In Japanese, the traditional boat is known as the wasen. Wa means "traditional Japanese thing" and sen is one suffix meaning boat or ship. The word for boat in Japanese is fune; when attached to a modifying noun it gains a hard sound and become ....bune. I point out this usage since I use Japanese boat names in the text which follows.
I began researching traditional Japanese boat building in 1990. As of 2007, I have been to Japan twelve times, focusing my research on the boat building techniques and design secrets of the craft: techniques which have traditionally been passed from master to apprentice with almost no written record. In 1996 I apprenticed with the last man still building the taraibune (tub boat) of Sado Island, Niigata Prefecture; in 2000 I built a bekabune (seaweed gathering boat) in Urayasu, Chiba Prefecture; and in 2002-2003 I built three traditional boats, two in Tokyo and one in Aomori, as part of a research grant funded by the Freeman Foundation.
My articles and photographs have been published in magazines in the United States, Great Britain and Japan. I have one book, The Tub Boats of Sado Island; A Japanese Craftsman's Methods.
Please see my Research and Publications page for a complete list of my
publications about Japan. You can also visit an online article I wrote
about my research at:
http://www.amateurboatbuilding.com/articles/building/japan/
japanese_boats.html
Designs of traditional Japanese boats have, in many cases, been passed down through generations, with small modifications. The craft has been an oral tradition, and where boat builders use drawings (known as itazu, always drawn on a wooden plank) these drawings are often incomplete. Drawings are sometimes a profile only, with perhaps the plank keel in plan view, or perhaps an expanded transom. But the boat builder preserves his secrets by memorizing key dimensions. The process of memorization is different for each individual. One of my teachers memorized two numbers: a single offset and a figure that he subtracted from that dimension. The result was another offset, which when subtracted by the same figure yielded the final offset. The frailty of this system is how easy it is to lose this knowledge as craftsmen disappear without apprentices.

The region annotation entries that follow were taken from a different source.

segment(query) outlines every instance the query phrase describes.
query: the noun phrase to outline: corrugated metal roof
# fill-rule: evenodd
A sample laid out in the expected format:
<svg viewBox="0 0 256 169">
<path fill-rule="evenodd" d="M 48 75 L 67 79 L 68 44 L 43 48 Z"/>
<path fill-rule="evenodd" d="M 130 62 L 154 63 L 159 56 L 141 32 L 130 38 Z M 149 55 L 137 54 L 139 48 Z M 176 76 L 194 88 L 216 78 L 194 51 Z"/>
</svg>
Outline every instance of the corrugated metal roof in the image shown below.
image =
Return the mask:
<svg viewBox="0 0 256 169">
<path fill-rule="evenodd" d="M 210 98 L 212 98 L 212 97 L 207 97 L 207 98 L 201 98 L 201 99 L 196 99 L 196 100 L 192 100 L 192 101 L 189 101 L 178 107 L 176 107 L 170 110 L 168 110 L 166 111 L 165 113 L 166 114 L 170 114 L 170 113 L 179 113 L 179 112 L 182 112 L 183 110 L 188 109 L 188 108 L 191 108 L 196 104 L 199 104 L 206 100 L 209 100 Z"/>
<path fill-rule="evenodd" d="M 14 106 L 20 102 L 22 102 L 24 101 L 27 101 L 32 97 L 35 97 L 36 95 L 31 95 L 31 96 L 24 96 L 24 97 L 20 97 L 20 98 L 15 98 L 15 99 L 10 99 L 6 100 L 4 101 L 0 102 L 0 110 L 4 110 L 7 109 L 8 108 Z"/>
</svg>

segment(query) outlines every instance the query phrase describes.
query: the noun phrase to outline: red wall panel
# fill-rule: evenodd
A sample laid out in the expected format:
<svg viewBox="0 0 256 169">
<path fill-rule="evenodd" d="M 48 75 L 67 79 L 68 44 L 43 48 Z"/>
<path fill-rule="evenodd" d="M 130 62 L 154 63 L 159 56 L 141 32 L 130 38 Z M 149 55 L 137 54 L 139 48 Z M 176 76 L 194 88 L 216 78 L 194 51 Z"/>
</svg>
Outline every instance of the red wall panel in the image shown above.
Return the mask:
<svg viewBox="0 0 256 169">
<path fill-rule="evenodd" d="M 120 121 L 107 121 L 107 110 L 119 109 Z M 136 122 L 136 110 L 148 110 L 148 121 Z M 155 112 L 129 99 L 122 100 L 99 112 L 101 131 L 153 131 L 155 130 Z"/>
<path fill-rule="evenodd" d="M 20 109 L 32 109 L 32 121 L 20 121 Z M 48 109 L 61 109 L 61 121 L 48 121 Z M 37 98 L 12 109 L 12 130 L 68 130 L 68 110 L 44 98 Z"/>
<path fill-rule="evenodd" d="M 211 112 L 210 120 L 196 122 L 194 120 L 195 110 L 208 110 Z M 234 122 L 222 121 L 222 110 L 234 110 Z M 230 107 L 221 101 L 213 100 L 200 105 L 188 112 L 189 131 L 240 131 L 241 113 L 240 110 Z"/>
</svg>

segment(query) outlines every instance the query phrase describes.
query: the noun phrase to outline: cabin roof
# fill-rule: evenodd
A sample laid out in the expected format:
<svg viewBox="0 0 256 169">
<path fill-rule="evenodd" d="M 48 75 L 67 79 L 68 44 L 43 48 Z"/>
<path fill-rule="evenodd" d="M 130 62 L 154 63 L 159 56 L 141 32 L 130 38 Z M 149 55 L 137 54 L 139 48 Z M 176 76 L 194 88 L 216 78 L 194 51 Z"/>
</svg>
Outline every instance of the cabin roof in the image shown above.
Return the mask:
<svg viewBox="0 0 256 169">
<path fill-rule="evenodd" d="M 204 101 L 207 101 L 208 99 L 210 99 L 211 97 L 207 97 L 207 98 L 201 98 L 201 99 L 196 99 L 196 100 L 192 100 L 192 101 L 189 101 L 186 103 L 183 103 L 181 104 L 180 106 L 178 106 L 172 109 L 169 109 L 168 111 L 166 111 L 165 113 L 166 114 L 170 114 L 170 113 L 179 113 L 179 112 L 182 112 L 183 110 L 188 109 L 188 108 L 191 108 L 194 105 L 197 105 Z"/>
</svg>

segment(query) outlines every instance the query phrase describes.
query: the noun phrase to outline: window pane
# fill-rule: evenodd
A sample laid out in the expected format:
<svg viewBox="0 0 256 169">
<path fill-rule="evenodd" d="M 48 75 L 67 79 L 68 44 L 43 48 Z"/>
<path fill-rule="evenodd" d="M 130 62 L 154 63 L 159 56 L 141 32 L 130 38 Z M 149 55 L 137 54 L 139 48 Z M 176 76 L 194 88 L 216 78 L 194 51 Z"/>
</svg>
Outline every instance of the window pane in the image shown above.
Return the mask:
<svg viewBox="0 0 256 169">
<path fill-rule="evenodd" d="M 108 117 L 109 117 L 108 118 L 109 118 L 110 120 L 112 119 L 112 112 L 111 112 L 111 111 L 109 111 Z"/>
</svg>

Traditional Japanese boats are characterized by relatively thick planking and few, if any, frames. Where frames are not used, hulls are strengthened by athwartship beams which are connected to the hull with wedged mortise-and-tenons. Hulls are hard chine with a wide plank keel supporting two garboard planks, with two nearly vertical planks completing the hull. Planking is usually Japanese cedar with cypress often being used for beams, stem and transom.
Japanese boat nails are made of either soft iron or copper. They require a very precise hole: too tight and the nail bends, too loose and it does not hold. These nails are not round but flat, with the heads offset to one side. The iron nails are used to edge fasten planks to one another while the copper nails are driven through the hull and clenched over. These nails are all made by hand. The nails for my boats were made by a blacksmith in Yokohama. Sadly, this man passed away in 2005 and the firm will not be replacing him. To my knowledge this leaves one firm near Hiroshima as the only source of boat nails left in Japan.
Japanese boat builders do not use drills; instead special chisels called tsubanomi (sword hilt chisel) are used to cut holes for the nails. The hilt is used to hammer the chisel back out. A complete set of tsubanomi includes several sizes, curved chisels and special chisels for cleaning out the hole.
Where planks are edge fastened the seams are prepared using a method called suri awase (literally translated as "rub together," perhaps better translated as "reconcile"). Adjoining plank edges are planed and then placed edge-to-edge on blocks on the shop floor. Then the boat builder uses a special set of saws to cut through the seam. Woodworkers may be familiar with the technique of sawing through a joint to improve the fit, but here the sawing motion is critical. The saw must move parallel to the plank face at all times. In my apprenticeships (the tub boat, more coopering than boat building, does not utilize this method), this technique was by far the greatest focus of my instruction.
Just before assembly the planks are set upright and the edges are pounded in the center with a hammer to compress the fibers. This process too is more difficult than it appears. When I first used these methods I wondered why we were lavishing such attention on a seam that even if imperfect would swell tight in a matter of hours. When the planks were nailed together and the surfaces given their final dressing with a handplane I was stunned to see that, when done correctly, the seam is invisible. Also, the idea that a boat would leak at launch is an anathema to Japanese boat builders.